I’m signed up for the Marine Corps Marathon this year.  I’m counting on this being the push to get me back, regularly, on the trails sporting my Sauconys.  I miss my daily runs.  I miss early morning miles that start in darkness and end as the sun comes up.  I’m hopeful that this “disease” will allow me to train and finish the marathon in a respectable time.  My journey on the Hashimoto roller coaster has changed the way I live and view life.  Often, I repeat the words my insightful seven year old taught me when he was just four, “You get what you get and you don’t throw a fit.”  Determined to limit my fits and make the best of this, I rely heavily on my best friend’s shoulder.  My best friend happens to be my sister.  Most of our chats end with her shoulder drenched and me feeling a whole lot better!  She’s had her own battles with cancer and understands most where I’m coming from.  She’s my rock!

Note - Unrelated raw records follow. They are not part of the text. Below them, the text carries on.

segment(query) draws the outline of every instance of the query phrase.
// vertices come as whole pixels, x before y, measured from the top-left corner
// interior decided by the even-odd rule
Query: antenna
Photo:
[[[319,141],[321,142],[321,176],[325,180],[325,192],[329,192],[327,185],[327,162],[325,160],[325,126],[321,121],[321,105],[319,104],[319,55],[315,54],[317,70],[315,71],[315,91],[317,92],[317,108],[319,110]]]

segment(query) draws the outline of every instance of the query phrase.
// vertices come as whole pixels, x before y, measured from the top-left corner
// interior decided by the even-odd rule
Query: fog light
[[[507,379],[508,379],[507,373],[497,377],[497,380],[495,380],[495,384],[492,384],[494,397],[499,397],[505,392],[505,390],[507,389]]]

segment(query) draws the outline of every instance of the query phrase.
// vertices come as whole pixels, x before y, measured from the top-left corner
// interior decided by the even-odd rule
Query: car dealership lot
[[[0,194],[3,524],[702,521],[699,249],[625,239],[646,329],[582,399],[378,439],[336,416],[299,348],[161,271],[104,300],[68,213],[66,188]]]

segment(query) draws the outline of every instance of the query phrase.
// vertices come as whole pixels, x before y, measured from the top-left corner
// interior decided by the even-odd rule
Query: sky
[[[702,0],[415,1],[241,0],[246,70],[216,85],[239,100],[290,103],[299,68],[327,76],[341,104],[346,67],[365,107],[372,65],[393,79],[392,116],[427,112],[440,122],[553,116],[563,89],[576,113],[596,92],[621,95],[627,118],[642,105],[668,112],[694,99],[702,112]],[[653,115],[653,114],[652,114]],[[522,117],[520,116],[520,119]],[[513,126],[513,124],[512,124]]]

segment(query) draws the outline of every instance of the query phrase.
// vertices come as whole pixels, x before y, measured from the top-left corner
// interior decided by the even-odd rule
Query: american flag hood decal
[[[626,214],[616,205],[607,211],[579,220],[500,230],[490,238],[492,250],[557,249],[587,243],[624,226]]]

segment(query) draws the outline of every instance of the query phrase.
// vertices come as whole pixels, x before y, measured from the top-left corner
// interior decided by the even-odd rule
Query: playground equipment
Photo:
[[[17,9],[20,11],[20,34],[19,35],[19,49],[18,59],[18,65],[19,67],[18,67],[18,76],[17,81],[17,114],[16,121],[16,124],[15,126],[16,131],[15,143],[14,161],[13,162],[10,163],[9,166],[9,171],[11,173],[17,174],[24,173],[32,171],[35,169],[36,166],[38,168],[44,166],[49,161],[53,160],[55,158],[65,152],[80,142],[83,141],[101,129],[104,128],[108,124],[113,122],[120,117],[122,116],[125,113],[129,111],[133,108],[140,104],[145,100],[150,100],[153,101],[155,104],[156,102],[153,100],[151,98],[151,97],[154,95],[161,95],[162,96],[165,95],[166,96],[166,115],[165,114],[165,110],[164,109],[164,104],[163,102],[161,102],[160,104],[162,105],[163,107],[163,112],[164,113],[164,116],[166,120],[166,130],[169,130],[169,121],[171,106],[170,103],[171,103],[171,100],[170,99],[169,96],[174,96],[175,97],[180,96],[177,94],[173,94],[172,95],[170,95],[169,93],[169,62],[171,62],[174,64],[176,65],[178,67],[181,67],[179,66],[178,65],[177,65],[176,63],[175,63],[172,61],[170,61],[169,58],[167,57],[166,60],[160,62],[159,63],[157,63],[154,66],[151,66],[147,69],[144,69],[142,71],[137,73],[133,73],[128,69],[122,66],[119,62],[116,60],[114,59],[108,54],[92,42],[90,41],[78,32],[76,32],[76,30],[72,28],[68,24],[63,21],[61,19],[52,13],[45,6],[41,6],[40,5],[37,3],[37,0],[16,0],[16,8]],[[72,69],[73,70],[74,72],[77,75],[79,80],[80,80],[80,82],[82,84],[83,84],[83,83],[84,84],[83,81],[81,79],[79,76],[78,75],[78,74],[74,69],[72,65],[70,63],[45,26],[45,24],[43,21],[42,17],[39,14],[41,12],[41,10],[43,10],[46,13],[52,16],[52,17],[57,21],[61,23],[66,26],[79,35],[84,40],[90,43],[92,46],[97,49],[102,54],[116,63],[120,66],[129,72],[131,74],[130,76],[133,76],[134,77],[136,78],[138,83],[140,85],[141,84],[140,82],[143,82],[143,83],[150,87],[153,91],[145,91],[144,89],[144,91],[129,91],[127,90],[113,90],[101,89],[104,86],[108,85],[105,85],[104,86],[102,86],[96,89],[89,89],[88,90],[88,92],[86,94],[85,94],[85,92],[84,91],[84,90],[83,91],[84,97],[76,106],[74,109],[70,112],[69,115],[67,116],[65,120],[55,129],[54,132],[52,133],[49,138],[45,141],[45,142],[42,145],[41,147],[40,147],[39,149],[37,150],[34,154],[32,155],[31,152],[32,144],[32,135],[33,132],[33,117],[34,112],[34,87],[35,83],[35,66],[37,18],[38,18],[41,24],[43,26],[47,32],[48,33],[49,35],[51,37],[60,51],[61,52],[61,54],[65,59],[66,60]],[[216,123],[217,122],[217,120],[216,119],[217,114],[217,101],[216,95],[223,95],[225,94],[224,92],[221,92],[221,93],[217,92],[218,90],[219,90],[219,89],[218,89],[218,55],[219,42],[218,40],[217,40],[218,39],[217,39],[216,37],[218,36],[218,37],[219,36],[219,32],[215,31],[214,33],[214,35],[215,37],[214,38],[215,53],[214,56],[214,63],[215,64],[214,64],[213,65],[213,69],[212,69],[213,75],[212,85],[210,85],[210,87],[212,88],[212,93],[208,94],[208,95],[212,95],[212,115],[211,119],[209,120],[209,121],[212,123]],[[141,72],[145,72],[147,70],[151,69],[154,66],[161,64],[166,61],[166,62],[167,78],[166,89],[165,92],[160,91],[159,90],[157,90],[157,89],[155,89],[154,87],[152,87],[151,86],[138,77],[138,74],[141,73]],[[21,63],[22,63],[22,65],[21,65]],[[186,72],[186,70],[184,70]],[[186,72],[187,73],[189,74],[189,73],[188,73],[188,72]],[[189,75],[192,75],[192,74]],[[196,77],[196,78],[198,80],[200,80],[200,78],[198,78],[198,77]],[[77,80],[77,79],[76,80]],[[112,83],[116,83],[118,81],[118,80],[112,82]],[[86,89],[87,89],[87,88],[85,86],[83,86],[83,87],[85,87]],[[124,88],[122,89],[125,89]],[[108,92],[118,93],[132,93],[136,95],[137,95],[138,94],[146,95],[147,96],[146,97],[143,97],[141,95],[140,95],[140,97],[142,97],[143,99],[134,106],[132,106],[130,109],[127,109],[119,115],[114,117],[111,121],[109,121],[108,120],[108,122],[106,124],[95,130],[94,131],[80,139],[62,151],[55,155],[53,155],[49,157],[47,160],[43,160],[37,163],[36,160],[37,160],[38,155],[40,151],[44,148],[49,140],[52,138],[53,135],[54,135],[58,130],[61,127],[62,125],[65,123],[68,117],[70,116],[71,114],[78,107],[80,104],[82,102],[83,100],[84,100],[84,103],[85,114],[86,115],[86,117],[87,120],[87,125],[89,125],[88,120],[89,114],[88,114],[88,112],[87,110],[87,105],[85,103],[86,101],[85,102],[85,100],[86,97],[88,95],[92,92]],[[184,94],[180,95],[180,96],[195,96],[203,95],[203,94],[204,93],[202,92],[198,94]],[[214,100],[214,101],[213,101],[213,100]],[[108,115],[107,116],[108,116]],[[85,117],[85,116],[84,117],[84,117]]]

My passion in politics means this:  I’m fiscally conservative and socially not so much.  Nuff said.

I’ve been blessed with a lot – a husband that loves to travel and we’ve been fortunate to be able to visit a lot of Europe on a fairly regular basis.  Our favorite countries are Spain and Italy and we’ve made Spain’s Costa del Sol our “second home”.  The Spanish people are amazing, the food incredible and the views celestial.  We hope to see much more of the world and the vast, many cultures in the next few years.  I especially look forward to watching our children explore those cultures and experience what awaits beyond the borders of our backyard!

I have many fantastic friends.  Friends I’ve had since I was a child and many I’ve reconnected with thanks to the brilliance of Facebook.  I’ve made friends through internet chat rooms that I’ve kept over the years.  Remember, admittedly I have a lot to say!  I realized through my struggles with infertility that I wasn’t alone and found communities of open arms to help me through.  I was thrilled to be able to be one of the helpers for the “newbies” through their journey.  It always feels good to know you’ve helped someone and gave them the hope they so desperately searched for.  The internet opened up such a world to all of us and connects people in ways never before possible and in fact, never truly or fully imagined.  It’s an exciting time for sure and I don’t want to be on the sidelines so I choose to play the game!

I hope you’ve enjoyed “meeting” me and I welcome any comments or suggestions.  I hope to be able to bring something to this blogging game that in some way helps others – either moms, runners, soccer nuts, wives or those with autoimmune diseases.  While on my 12 mile run tomorrow, I hope to create my next blog, with your input, of course!